The pioneers who came to western Iowa in the mid-1800s often noted in their diaries that grasses grew tall on these prairie lands. In fact, some wrote that their cattle could get lost in the jungle of vegetation, and a fellow would need to stand up on a horse to find the missing herd.

While some comments about the new land can be passed off as hyperbole, there is no doubt that the nation’s agricultural lands were once fertile and deep, full of organic matter and the web of soil life. And the land was in balance. Mother Nature grew these fabled forages without having to go to the bank to take out an operating note to buy a single crop input.

Growing more food while restoring resources is agriculture’s job for the 21st Century. Agriculture is evolutionary, defined by broad movements as the ebb and flow of time changes the nature of farming. As the collective mind of agriculture becomes enlightened, farmers set off on new directions.

The Dust Bowl years brought on an era of soil conservation, a trend that extended through the end of the 20th Century and still is important today.

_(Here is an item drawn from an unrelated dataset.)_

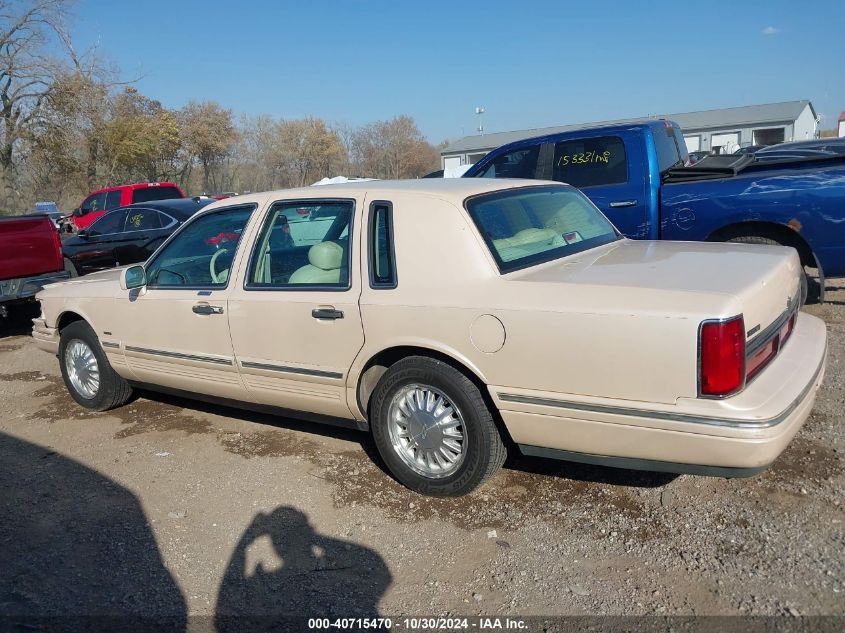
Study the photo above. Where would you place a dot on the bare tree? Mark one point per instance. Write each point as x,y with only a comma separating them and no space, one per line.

But our new century will be defined by The Great Restoration. This effort cuts across all important aspects of agriculture’s implied covenant with consumers; from restoring soil health to protecting pollinators to bringing new life to rural communities. Sustainability is a term tossed about with ease these days, but from society’s standpoint, food production must be sustainable. There is no other option.

There’s also a new emphasis on farming legacy these days. And from society’s standpoint, nothing could be more valuable than passing the farming craft from generation to generation.

That’s why you are seeing more involvement today from groups ranging from government agencies to agribusinesses, universities to environmental groups, all stepping up to support (and help finance) this potential new direction for agriculture. And financial support will be a key. It often takes more than $200 an acre just to buy the seed mix that supports butterfly habitat, for example, and society will need to help bankroll the effort.

But this need also spurs the cooperation between environmental activists and the farmer (who ultimately is the most important environmentalist). Restoring agriculture from the ground up helps feed the world while helping farmers cut input costs. But this approach also falls in line with the dream of environmentalists to protect water quality, provide greater biodiversity, and cut pesticide use.

The new slogan for agriculture is a non-slogan; responsibly producing food, fuel, and fiber while restoring the planet. Never will we return to the days of the unbroken prairie. But the people you will meet in this special issue are focused on bringing back the unbroken glory. We hope you enjoy their stories.